There was nothing they could do, they decided, and they would wait. The winter would come. In the next day her thought of him was hushed and tender, muffled under her emotion, her ways were gentle and her voice low. Another day she was strong and cool; she would ask Jonas to give her a lasting promise, but when she spoke of it he was so full of lowly grief, saying that he would pledge her anything she asked with his right hand as forfeit, that she did not name any demands. He came every day until the cold fell. They would sit a little apart and they would talk of common things.
CHAPTER FIVE
The cold settled down over the farms in November, freezing the turf, so that the cows lingered about the feeding racks all day and were seldom seen off on the barren pasture. Ellen helped strip the tobacco, working in the dim stripping room where Henry kept a fitful f
ire in the little stove. The December cold was bitter with snow and sleet lying over the ground. Chill air gathered in the shady places and was never dispelled, and no green thing was left growing in the bare spots from which the snow had blown in its drifting.
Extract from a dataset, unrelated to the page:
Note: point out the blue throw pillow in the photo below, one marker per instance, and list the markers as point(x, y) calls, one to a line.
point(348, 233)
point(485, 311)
Cold came into the upper room where Ellen slept, a room which was now a mere place where her cot bed stood. The box where her clothing lay seemed very far from the bed; the distances in the little room were magnified by the crystal of the cold. The summer dress with its blue flowers was withered and blighted, crumbled flat, lying shrivelled and folded in the box under the petticoats. When she told Nellie how the dress had withered, she was assured that she might have another when warm weather came, ‘And anyhow it’ll freshen up a right smart against spring comes and you wash and iron it.’ The flowered dress with its sweet odours, then, would blossom again with the spring. Jonas stripped tobacco at Squire Dorsey’s place, four miles away, but he sometimes came on Sunday afternoon, or Ellen would meet him at Dorine’s home and they would walk back through the cold of the twilight, hurrying to be out of the frost, their thin coats buttoned close and their fingers numb. Ellen cut a strip from her shawl to make a muffler for him, winding it about his throat that had been bare to the wind and making him say that he would wear it whenever he went out.